7. D'après Le Robert, Dictionnaire historique de la langue française, p. 993.

103
valides pour des catégories constituées d'éléments non déductibles et relevant
de domaines fermés. Ces sortes d'inventaires dessineraient ainsi une image
lexico-morpho-syntaxique de « l'identité » d'une langue telle qu'elle est
perçue par des allophones, laquelle peut être à l'origine d'autres
représentations de celles-ci : facilité d'apprentissage, qualités esthétiques, aptitude à dire
la modernité...
Les répertoires de gallicismes sont probablement issus d'une expérience
contrastive ancrée dans la pratique de la traduction de textes écrits.
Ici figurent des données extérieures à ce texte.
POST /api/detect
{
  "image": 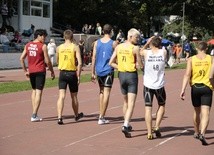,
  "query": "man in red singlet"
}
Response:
[20,29,55,122]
Cette
connaissance non objectivée des interlangues des apprenants, qui se déploie
ailleurs dans ces grammaires pédagogiques, constitue comme une théorie
ordinaire de l'acquisition, qu'il conviendrait de rapporter aux études menées
dans le cadre des caractérisations scientifiquement contrôlées des formes de
l'acquisition langagière. Quoi qu'il en soit, il semble légitime de faire
l'hypothèse que, si des enseignements explicitement « grammaticaux » se trouvaient
avoir une quelconque fonction dans une situation éducative donnée, ils
pourraient sans doute acquérir une lisibilité accrue à condition que l'on tienne
compte des représentations de nature métalinguistique des apprenants et des
enseignants, telles qu'on les entrevoit à travers ces relevés d'idiotismes. Il
semble néanmoins clair que l'enseignement des langues continue à alimenter
la recherche linguistique, en ce qu'il met en évidence des points aveugles de
la description, difficultés de systématisation auxquels se heurtent les
apprenants et qui ne sont pas catégorisées dans les descriptions savantes.